Je compris qu’il était au bord d’exploser et qu’il retenait son foutre, ce qui ne me déplut pas car je ne me sentais pas encore prête à avaler du sperme. D’ailleurs, je me souvenais que peu de filles gardaient le sperme dans la bouche ; souvent, elles présentaient leur poitrine ou recrachaient le jus blanc en le faisant couler sur leur bouche. Pas ce soir ; la prochaine fois, sûrement.

Marc me prit dans ses bras et me reposa, jambes écartées sur le canapé. Il se remit à me lécher, ce qui raviva mon excitation, mais de manière plus contrôlée. Pourtant, cet exercice ne dura qu’un court instant, car immédiatement, il releva son buste et, quoique sur les genoux, il plaça sa bite sur ma chatte et commença un va-et-vient sur mon clitoris. Le stress de ma première pénétration fut enseveli sous les décharges lancées par mon petit bouton. Et rapidement, je sentis sa bite s’introduire dans ma chatte. Comme pour ma bouche, il rentra doucement, mais sans s’arrêter. Et même si une légère douleur irradia l’entrée de mon vagin, le plaisir fut au rendez-vous.

Les nombreuses séances d’entraînement avec le manche de ma brosse à cheveux ne devaient pas y être pour rien… Néanmoins, je fus surprise par l’élasticité de mes muqueuses. Le film, suivi de nos longs moments de discussion et de préliminaires avaient largement préparé ma chatte à cette pénétration.

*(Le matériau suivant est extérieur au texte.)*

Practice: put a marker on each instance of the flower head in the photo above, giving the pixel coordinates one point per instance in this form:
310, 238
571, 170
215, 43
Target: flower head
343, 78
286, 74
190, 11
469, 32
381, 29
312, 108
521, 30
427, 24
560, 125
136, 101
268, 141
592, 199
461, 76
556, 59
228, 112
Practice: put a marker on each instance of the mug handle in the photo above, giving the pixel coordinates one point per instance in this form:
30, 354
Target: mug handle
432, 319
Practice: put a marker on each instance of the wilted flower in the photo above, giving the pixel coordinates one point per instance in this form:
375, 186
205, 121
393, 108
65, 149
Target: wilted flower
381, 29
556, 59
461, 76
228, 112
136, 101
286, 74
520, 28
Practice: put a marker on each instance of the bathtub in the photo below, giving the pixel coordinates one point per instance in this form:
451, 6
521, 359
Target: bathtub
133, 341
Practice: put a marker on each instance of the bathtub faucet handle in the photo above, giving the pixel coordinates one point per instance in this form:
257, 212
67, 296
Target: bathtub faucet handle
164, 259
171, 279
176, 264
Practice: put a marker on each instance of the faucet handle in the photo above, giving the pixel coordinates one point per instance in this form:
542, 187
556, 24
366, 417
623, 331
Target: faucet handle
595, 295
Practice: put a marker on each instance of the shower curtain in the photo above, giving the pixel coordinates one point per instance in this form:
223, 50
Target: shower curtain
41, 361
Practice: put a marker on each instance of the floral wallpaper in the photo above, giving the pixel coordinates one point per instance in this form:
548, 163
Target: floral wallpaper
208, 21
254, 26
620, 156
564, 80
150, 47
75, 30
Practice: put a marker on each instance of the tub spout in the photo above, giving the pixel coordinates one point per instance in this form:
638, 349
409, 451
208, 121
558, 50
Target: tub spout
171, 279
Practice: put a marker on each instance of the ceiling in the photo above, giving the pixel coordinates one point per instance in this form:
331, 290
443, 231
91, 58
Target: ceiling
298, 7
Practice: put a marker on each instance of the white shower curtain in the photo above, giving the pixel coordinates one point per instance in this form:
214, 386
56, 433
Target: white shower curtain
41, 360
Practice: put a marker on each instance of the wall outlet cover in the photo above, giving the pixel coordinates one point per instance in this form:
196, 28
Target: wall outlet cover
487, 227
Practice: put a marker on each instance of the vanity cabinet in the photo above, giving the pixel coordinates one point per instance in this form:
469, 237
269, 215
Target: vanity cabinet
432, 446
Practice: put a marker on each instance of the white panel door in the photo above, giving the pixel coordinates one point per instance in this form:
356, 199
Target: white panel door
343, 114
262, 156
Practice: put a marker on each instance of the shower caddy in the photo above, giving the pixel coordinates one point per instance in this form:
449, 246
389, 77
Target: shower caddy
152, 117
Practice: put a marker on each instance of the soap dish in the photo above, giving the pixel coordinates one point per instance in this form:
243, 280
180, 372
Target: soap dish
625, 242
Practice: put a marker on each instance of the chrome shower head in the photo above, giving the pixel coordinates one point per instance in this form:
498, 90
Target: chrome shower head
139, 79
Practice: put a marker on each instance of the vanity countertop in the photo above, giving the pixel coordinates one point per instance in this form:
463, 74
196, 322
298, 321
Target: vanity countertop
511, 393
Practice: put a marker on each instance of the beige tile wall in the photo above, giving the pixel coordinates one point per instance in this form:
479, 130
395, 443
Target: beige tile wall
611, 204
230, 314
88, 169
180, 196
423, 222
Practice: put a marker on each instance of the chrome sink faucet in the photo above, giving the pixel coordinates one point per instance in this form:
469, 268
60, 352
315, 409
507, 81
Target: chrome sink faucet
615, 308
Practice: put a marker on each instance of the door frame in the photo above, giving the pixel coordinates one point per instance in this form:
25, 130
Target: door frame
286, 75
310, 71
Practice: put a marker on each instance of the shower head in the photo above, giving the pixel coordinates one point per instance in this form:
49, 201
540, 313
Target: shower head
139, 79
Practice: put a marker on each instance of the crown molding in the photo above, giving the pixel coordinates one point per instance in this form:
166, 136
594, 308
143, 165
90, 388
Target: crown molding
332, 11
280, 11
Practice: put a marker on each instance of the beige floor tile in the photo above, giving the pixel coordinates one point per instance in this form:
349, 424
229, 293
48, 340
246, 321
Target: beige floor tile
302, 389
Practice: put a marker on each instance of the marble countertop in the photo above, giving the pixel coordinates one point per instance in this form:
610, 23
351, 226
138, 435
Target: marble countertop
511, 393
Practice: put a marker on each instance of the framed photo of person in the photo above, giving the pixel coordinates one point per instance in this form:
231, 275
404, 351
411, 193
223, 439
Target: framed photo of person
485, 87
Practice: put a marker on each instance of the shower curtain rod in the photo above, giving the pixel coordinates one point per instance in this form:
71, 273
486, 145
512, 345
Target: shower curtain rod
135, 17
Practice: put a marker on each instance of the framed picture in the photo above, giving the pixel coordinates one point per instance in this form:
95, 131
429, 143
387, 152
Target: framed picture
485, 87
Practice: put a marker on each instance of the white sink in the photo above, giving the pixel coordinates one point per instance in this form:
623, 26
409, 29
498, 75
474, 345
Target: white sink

Dans un esprit de découverte (quand je reprenais parfois conscience), je passais ma main sous mes fesses pour sentir le lieu précis où cette grosse queue entrait dans ma chatte. Je plaçais mon pouce et mon index de chaque côté de son membre très dur, mais également très lubrifié. Ma muqueuse allait et venait toucher mes doigts au rythme de ses coups de reins. Un nouvel élément que j’avais négligé jusque là vint à ma rencontre. En effet, ses couilles venaient tambouriner sur mes mains, et je ne pouvais m’empêcher d’aller découvrir ce nouveau territoire. J’abandonnai sa bite et vins directement me saisir du paquet, sans serrer. Même ses couilles étaient grosses. Par contre, elles semblaient plus froides que le reste du matos. Marc se mit alors à trembler. Il sortit sa bite maculée de ma mouille et se branla sur mon ventre. Après quatre ou cinq mouvements du poignet, des jets de foutre sortirent de sa bite : le premier sur mon ventre, les suivants vinrent maculer mes seins. J’étais impressionnée par la quantité de sperme qui pouvait sortir de ce membre. Je m’étalai pour la première fois cette substance gluante sur le ventre, pendant que nos deux corps s’affalaient sur le canapé. Après avoir repris ses esprits, Marc me couvrit de baisers, ce qui eut pour effet de m’apaiser et d’éveiller en moi une sensation bizarre : j’étais devenu une femme.


Le lendemain, ma mère me demanda comment cela s’était passé ! Je fis mine de faire la moue en lui disant que Marc n’était pas cool ! Elle sourit, pensant qu’il m’avait matée (coucher tôt, devoirs, etc.). Mon stratagème réussit car, une semaine plus tard, elle me fit à nouveau garder par Marc, qui avait également proposé à ma mère de m’aider en math.